А я недавно сетовал, что у меня настоящих друзей нет. А Рубан?
Когда усталость и безразличие схлынули, мне захотелось подойти к Леониду Романовичу и поблагодарить его.
Но я вовремя спохватился — нельзя. Обвинят, чего доброго, в сговоре. Ладно. После. Завтра. Когда все утопают на работу.
Ночью я опять бдел. И всё пытался угадать, кто из мельтешащих передо мной обитателей землянки украл и сожрал сало. Никто в отдельности не вызывал обоснованных подозрений. Ни на кого у меня не было оснований так подумать.
Вот и сам потерпевший в нижнем белье, накинув на плечи куцую телогрейку, подался до ветру. Я слышал его тяжелые шаги, звук тугой струи о землю, за углом палатки. Лень подальше-то отойти. Ну люди!
Потом наступила тишина и раздались непонятные звуки, похожие на приглушённые стоны и сдавленные короткие всхлипывания. Уж не понос ли его прохватил, горемыку? Такое бывает от переедания. Ну уж это совсем ни в какие ворота… Отбежать, что ли, дальше не мог? Пусть сам за собой убирает!
Я быстро поднялся и вышел в летнюю темь. Вовсю стрекотали сверчки. За углом палатки стоял Зелинский. Со шматком сала в пятерне. Рот его был набит — не закрывался. Похоже, он не мог проглотить слишком большой кусок и давился. Глаза его были безумно выпучены. Наверное, Зелинский испугался меня, ведь я появился перед ним неожиданно.
Я сразу догадался обо всём, не вымолвив единого слова, возвратился в палатку. Всё во мне кипело от негодования.
Вскоре, согнувшись и не глядя в мою сторону, прошаркал мимо Зелинский.

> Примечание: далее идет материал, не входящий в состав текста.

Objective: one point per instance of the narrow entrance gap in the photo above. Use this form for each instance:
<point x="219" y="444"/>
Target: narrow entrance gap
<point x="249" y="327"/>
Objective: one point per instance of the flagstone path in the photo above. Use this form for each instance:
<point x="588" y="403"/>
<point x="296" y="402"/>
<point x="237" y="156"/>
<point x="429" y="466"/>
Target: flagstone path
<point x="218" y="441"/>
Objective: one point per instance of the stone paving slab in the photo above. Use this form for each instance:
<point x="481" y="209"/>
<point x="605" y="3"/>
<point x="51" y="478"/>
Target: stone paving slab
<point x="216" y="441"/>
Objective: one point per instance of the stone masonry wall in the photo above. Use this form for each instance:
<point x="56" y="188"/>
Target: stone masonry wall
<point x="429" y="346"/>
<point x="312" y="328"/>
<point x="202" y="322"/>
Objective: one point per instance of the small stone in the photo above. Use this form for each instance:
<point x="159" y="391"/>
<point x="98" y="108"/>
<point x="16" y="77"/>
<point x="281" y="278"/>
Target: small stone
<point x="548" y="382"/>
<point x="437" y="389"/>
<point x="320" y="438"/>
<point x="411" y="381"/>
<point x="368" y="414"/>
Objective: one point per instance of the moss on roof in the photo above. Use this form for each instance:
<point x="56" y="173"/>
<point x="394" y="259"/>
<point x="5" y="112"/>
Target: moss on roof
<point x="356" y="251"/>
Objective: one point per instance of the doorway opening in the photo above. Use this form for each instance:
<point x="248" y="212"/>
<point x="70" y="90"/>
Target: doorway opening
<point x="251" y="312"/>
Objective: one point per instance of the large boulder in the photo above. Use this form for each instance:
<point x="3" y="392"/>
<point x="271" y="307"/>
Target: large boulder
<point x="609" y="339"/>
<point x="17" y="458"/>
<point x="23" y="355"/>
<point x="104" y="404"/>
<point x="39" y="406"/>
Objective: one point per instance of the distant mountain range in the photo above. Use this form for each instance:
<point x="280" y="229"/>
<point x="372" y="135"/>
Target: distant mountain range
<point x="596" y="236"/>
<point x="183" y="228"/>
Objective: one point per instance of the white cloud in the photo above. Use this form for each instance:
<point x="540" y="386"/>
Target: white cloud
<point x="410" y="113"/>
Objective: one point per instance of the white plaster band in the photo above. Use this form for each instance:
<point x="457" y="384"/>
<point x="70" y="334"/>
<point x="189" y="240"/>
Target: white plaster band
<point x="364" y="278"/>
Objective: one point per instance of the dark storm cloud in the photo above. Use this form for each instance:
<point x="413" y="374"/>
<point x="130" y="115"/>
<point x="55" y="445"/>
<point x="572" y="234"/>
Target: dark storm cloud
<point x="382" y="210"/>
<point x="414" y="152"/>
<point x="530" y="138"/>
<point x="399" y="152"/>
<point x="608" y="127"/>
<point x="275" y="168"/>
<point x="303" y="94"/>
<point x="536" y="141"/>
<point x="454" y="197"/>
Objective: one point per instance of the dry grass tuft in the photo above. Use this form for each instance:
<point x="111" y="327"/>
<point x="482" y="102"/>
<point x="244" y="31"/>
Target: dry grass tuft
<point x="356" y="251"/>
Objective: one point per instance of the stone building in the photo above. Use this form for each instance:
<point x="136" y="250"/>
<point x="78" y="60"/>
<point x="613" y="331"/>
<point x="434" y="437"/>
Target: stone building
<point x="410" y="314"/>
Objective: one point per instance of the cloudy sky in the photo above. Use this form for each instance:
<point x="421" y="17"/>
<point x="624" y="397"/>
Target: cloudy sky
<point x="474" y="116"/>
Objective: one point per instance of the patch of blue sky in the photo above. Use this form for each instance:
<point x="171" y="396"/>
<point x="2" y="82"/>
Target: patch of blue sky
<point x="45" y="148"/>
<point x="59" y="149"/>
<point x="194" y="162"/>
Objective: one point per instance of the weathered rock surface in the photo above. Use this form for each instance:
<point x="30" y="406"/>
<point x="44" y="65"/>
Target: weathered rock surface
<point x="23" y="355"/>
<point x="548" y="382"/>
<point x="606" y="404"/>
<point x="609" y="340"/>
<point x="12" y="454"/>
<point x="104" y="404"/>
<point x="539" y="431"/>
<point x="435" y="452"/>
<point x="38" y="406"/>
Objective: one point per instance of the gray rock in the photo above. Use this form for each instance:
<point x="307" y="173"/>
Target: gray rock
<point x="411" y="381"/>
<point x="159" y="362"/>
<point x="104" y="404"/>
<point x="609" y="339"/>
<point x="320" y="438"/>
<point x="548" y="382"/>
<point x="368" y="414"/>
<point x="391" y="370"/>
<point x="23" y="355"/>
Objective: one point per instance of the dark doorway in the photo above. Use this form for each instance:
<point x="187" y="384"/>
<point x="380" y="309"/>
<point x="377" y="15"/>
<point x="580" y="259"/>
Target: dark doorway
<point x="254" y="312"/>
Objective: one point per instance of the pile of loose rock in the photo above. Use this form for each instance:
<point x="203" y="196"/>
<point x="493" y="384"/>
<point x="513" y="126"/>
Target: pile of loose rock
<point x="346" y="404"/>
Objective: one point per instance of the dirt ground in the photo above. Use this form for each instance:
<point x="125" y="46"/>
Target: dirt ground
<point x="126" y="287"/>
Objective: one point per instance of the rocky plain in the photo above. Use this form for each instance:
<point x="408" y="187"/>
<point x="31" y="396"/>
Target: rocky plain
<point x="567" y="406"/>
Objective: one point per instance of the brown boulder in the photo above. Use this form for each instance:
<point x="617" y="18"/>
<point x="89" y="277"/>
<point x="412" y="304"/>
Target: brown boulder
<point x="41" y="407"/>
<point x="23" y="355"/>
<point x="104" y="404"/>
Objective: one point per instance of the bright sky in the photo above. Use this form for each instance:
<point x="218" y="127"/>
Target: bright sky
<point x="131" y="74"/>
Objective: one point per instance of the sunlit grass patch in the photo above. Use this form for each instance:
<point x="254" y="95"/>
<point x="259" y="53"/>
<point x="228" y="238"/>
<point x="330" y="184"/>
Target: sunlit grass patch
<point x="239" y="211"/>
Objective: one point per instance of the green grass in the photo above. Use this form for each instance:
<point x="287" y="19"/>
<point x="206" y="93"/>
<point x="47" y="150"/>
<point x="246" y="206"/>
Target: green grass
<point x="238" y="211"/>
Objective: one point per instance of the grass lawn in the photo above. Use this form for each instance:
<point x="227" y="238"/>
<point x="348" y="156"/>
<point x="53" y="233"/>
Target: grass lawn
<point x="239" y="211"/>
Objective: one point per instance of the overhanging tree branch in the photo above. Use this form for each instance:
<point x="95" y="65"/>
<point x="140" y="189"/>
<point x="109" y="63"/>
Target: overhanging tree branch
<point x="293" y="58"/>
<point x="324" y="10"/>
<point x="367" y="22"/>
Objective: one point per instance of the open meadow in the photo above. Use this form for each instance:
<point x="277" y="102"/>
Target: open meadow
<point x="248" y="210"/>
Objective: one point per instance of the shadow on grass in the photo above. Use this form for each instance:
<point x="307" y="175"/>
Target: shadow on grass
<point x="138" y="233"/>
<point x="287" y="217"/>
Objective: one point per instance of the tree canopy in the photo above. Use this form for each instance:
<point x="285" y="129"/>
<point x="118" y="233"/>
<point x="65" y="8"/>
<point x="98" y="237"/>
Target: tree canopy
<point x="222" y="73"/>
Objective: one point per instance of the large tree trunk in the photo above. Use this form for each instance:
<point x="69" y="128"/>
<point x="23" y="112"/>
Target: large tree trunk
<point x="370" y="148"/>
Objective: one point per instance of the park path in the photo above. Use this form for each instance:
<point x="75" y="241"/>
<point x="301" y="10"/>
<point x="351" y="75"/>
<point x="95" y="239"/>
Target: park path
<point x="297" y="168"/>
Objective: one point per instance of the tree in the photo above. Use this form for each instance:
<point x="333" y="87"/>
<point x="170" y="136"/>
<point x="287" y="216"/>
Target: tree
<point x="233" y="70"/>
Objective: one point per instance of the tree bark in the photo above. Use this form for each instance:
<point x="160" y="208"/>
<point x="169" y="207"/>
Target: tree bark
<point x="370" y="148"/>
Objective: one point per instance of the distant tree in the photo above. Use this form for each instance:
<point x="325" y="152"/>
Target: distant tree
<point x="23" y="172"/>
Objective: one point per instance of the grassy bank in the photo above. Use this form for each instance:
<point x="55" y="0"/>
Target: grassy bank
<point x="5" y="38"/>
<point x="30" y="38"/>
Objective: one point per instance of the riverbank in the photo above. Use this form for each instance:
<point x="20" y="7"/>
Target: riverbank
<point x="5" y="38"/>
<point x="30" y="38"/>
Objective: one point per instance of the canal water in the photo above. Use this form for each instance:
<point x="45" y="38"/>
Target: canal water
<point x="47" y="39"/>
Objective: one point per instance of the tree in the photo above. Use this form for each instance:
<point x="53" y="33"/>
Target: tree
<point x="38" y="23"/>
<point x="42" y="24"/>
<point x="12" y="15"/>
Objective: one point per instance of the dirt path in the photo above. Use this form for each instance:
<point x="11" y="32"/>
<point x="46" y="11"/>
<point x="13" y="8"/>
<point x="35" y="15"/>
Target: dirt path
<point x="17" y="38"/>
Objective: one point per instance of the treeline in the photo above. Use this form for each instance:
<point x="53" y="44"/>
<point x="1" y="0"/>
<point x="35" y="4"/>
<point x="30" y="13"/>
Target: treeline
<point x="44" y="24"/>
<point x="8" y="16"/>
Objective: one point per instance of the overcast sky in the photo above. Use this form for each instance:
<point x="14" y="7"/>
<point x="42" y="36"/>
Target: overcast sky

Он долго возился на нарах, потом спустился вниз и двинулся, как мне показалось, к бачку:
— Пить захотел. Салоед! — с ненавистью подумал я. — Мерзавец! Завтра утром я тебе устрою… показательный процесс. Пожалеешь о своей подлости.
Но не за питьём влачился Зелинский. Он подошёл ко мне, оглянулся по сторонам и ткнул под нос мне громадный кулачище. Я инстинктивно отпрянул. Он разжал пальцы. На ладони лежал небольшой заскорузлый кусок жёлтого, как лицо Комиссара, сала.
— Чепай, — прошептал он.
— Да ты что? — удивился и вознегодовал я. — Совсем чокнулся?
Видно было, как одутловатая физиономия его, и без того бледная, побелела ещё сильнее.
— Никому нэ кажи. Я тоби ещё трохи дам.
— Вот что, Зелинский, — сказал я после паузы, но всё ещё клокоча негодованием. — Утром ты сам расскажешь всем, что… сало не терялось. Понял?
— Найшлось, ага… — пролепетал Зелинский, сжал кулачище, как-то весь сгорбился, сник. И поплёлся к своему колодине-матрацу.
Как ни странно и чего я от себя не ожидал — никакой ненависти к нему я уже не испытывал. И подивился: надо же так испоганиться. Из-за какого-то шматка сала!